Le rapport ASPI (Institut australien d’étude stratégique) sur les technologies critiques 2023 a fait grand bruit. La Chine dominait dans trente-sept technologies critiques sur quarante-quatre (nucléaire, matériaux, télécommunications, robotique, cryptographie quantique, etc.) et les États-Unis dans seulement sept (la France n’apparaît dans les classements de ce rapport que dans l’industrie nucléaire, en ayant perdu des places depuis le dernier rapport). Quoi que l’on pense de la méthode adoptée dans ce rapport, les faits sont là : la Chine est en train de vivre une renaissance scientifique et technique dont le monde entier profite. Cependant, le capitalisme occidental, notamment américain, considère ce développement comme une menace mettant en cause son hégémonie, créant des tensions.
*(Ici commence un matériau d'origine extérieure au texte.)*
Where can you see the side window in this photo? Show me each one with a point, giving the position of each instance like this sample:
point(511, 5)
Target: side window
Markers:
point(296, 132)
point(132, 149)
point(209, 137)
Pour autant, le tableau n’est pas idyllique. Les sciences humaines et sociales sont largement sous-estimées pour des raisons idéologiques et politiques. Il est difficile de dire si le régime a peur des intellectuels, mais il est clair qu’il existe une vision utilitariste de l’intellectuel au service de la nation chinoise, pour son développement. Il y a également le problème du chômage pour les jeunes chercheurs où la compétition pour un poste est devenue rude avec un nombre croissant de nouveaux étudiants chaque année et le resserrement de l’investissement dans certains secteurs. Se greffent aussi des problèmes de fraude (plusieurs cas ont été révélés ces dernières années) et les règles de la déontologie ne sont pas toujours appliquées. Cela avait été le cas avec l’affaire des bébés génétiquement modifiés avec la technique CRISPR en 2019. Enfin, on constate encore des limites dans certains secteurs comme l’intelligence artificielle régénérative. Dans ce domaine, la Chine, malgré des investissements importants, peine encore à entrer dans les classements internationaux des meilleurs modèles, à cause de sa dépendance aux puces électroniques de dernière génération, majoritairement conçues par des sociétés américaines et produites par des usines taïwanaises.
Ces limites ne semblent pas remettre en question le récent essor des sciences en Chine qui est vu par le gouvernement chinois comme un relais de puissance et un outil pour nouer des coopérations internationales. Il est important de regarder ce qui se passe à l’Est, sans jugement, sans crainte, sans admiration, mais avec objectivité. Les prochaines révolutions technologiques et scientifiques viendront probablement de ce côté-là du monde.
*Flavien Ronteix est membre du comité de rédaction de Cause commune.